Grading is proving to be another issue entirely. Last week, Penn told students that they could now take any class pass-fail, regardless of whether students wanted to count that course for a major or minor. To alleviate the stress of this choice, most of my professors have insisted there’s no need to worry about grades this semester, implying that continued interest and active participation would preclude any negative consequences on our GPAs.
Students in pre-health majors have more dire concerns. Medical schools typically don’t allow prerequisite courses like biology or organic chemistry to be taken on a pass-fail grading system. And even now, institutions like Harvard Medical School will only accept students who have taken such courses pass-fail if those students’ universities mandate the grading policy. Not all Penn professors are as forgiving as mine, forcing students to assess whether the risk of taking a class for a letter grade is still worth it.
For all of the stress of online learning though, its newness can be amusing. There’s little motivation to really get dressed for class anymore, and one friend told me about a student who took the situation to an extreme when he accidentally stood up in front of the camera stark naked. (It’s unclear whether he knew his camera was on.) Professors with young children at home frequently have squealing toddlers appear behind them.
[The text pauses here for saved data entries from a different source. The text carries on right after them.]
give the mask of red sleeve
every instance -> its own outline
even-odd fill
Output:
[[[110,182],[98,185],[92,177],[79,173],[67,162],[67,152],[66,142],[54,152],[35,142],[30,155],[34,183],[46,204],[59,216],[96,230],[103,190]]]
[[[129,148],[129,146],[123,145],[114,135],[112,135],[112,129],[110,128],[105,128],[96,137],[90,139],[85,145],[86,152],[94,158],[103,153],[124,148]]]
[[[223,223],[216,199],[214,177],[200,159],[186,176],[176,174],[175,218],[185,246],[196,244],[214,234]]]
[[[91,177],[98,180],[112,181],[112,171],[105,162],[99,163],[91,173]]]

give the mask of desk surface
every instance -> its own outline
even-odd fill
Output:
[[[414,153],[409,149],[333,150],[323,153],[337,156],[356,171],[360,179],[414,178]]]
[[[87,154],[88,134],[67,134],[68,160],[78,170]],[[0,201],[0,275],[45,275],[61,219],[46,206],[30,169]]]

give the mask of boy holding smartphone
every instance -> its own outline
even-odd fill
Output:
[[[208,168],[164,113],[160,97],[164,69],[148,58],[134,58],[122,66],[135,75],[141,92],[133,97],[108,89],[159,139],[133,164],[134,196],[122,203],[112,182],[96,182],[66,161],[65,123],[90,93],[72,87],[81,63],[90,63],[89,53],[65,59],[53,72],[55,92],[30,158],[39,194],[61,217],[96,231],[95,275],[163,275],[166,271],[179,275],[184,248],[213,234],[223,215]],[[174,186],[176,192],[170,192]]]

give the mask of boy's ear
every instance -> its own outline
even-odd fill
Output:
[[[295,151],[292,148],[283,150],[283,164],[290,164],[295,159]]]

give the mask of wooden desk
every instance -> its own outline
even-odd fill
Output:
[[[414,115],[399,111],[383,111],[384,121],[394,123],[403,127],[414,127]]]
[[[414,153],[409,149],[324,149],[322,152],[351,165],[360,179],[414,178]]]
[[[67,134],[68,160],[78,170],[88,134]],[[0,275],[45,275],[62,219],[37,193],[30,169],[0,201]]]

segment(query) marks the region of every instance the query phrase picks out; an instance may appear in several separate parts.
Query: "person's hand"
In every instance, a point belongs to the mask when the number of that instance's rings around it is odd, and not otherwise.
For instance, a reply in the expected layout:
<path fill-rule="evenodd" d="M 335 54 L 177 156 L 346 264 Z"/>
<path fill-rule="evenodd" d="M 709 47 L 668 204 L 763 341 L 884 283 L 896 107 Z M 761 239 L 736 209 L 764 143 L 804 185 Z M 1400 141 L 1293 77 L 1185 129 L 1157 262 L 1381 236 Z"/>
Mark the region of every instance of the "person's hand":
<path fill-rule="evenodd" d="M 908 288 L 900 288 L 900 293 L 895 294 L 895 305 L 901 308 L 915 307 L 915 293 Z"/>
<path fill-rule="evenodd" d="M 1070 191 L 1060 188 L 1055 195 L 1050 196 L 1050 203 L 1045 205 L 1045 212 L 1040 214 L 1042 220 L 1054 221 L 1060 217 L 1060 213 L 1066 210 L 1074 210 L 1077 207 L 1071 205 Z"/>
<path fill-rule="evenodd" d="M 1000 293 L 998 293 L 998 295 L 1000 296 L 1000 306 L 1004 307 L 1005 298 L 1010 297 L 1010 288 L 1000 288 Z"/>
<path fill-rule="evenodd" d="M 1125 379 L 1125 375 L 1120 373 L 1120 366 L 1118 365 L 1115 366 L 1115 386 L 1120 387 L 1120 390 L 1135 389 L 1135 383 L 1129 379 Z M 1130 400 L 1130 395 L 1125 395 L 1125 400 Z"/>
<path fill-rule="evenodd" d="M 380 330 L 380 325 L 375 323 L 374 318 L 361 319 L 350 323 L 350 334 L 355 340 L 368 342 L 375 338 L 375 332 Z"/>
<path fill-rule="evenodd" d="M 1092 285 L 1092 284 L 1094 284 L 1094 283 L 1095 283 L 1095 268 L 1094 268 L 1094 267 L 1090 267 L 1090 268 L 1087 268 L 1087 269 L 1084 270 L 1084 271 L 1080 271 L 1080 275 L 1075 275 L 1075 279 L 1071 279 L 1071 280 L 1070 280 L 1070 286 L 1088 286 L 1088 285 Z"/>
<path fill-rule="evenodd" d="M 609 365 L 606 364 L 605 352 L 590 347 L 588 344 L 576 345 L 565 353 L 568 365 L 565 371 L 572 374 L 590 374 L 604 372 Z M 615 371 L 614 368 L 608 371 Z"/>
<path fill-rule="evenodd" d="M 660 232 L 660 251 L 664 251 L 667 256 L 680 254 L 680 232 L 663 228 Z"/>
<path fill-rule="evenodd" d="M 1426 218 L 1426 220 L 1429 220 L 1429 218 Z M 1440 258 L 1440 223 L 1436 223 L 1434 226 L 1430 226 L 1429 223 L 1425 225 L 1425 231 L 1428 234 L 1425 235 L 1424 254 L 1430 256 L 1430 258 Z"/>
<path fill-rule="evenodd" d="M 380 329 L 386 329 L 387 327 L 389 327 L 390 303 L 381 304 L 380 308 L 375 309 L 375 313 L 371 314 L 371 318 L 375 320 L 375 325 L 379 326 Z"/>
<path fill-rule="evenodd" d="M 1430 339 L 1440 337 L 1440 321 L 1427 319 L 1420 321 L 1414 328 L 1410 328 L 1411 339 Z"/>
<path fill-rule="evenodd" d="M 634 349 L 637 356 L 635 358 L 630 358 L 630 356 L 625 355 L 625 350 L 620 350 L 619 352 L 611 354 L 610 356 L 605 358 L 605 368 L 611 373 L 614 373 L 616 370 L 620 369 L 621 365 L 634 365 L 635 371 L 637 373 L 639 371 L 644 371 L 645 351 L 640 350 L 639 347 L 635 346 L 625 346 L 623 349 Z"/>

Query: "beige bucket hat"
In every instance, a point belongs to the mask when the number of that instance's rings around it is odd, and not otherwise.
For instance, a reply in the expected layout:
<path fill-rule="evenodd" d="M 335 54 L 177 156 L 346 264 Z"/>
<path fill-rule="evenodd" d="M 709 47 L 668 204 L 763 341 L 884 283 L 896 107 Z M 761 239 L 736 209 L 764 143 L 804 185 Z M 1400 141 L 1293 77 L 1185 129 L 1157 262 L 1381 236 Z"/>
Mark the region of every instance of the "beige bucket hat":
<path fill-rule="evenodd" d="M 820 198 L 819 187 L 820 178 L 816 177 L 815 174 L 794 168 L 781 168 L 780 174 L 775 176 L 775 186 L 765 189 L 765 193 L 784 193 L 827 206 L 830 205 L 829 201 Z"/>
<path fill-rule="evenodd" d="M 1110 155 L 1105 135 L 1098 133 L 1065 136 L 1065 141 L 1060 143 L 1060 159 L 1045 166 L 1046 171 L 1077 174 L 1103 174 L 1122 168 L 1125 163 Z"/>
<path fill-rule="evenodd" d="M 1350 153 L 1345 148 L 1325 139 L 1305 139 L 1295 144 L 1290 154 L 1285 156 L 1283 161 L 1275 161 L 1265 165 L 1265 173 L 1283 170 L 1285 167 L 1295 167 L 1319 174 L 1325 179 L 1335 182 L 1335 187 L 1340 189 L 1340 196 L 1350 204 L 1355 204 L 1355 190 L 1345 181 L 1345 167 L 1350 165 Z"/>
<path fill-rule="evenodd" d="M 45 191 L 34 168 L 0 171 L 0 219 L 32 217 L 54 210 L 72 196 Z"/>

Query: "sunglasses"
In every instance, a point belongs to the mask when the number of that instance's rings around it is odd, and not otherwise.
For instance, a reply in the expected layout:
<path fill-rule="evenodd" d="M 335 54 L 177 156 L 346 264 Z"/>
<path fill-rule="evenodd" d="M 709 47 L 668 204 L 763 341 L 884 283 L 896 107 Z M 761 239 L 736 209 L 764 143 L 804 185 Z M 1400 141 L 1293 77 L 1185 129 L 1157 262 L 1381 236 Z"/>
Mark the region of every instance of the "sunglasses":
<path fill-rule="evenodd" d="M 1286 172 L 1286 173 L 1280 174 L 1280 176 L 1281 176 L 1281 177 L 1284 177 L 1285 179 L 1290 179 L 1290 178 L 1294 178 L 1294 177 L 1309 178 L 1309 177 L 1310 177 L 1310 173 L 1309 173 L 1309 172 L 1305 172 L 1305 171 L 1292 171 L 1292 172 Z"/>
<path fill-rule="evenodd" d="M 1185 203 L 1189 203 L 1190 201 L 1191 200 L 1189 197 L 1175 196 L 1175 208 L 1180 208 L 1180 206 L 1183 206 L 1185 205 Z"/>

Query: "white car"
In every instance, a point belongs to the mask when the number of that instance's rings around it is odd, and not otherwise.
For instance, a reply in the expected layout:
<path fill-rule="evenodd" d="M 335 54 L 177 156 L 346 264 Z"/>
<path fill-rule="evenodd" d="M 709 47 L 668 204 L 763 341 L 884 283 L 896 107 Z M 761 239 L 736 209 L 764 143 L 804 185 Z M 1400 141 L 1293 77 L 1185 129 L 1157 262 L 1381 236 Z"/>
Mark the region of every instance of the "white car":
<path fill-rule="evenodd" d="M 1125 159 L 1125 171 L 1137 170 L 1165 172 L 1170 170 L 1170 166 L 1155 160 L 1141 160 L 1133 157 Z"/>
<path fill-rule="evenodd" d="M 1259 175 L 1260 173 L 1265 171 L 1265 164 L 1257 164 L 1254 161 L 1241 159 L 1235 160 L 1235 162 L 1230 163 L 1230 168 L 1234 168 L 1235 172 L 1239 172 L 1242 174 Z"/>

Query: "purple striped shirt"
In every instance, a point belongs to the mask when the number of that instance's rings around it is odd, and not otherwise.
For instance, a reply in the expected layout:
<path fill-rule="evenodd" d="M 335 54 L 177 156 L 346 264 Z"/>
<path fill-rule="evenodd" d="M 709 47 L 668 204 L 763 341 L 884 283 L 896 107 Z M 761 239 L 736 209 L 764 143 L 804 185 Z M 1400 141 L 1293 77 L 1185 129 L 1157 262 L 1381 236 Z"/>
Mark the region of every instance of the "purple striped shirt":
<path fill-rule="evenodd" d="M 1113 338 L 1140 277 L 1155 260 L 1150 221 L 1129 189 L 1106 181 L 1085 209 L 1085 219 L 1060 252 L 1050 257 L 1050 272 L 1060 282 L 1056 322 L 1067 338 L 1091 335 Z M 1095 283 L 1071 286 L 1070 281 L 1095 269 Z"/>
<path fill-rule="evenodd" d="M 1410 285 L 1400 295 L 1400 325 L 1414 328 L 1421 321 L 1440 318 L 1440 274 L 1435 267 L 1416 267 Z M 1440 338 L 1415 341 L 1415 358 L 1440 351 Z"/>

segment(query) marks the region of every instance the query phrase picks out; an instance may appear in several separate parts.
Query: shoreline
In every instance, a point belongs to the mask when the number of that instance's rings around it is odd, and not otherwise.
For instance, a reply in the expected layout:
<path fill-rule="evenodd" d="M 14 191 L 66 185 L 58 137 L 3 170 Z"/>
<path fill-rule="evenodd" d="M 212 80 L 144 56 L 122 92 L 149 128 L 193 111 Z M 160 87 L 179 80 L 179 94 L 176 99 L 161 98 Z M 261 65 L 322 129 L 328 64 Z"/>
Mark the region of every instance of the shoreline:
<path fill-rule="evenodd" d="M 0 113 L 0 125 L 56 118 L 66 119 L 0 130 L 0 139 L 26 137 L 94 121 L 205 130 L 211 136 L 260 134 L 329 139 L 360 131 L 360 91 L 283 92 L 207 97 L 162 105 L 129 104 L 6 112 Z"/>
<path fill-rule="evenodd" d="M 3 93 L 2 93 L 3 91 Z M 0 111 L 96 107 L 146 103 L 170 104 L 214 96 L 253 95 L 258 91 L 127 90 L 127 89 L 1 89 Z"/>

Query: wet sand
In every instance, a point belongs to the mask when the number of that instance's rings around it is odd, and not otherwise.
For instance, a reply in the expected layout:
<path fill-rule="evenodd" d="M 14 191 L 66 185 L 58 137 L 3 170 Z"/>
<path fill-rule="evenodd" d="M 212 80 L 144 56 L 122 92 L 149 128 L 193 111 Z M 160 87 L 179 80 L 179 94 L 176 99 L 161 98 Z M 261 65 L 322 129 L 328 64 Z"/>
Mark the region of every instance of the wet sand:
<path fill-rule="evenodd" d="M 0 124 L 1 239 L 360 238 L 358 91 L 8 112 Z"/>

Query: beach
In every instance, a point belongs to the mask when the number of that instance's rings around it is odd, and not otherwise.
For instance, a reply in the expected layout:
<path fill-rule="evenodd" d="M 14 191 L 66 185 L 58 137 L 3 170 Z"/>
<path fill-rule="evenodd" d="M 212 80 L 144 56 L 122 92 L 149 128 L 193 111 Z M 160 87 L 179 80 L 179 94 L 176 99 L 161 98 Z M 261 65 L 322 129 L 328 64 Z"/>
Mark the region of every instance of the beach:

And some people are even choosing to log on with virtual backgrounds, a Zoom feature that lets users display a video or image of their choice behind them during a video call. My sister’s high school teacher has used an image of a classroom to give students a small sense of normalcy.
Online classes are a far cry from the senior-year coursework I pictured. These video calls represent our new state of relaxed confusion, an aberration from Penn’s polished prestige. But strangely, I feel emotionally closer to my peers and professors than I did before — even after just one week of this new approach. We ask each other how we’re all doing, and we mean it. Professors express a hope that, months from now, we can all see each other again.
There’s an unspoken gravity and sadness to these classes, too. We’re all wondering who has already lost a loved one or who knows someone that’s sick with coronavirus. More often than not, we stray from the course material to talk about how we’re all coping with an unprecedented kind of stress. My writing professor always jokes that our class meetings are more like therapy sessions, and now more than ever, he’s right.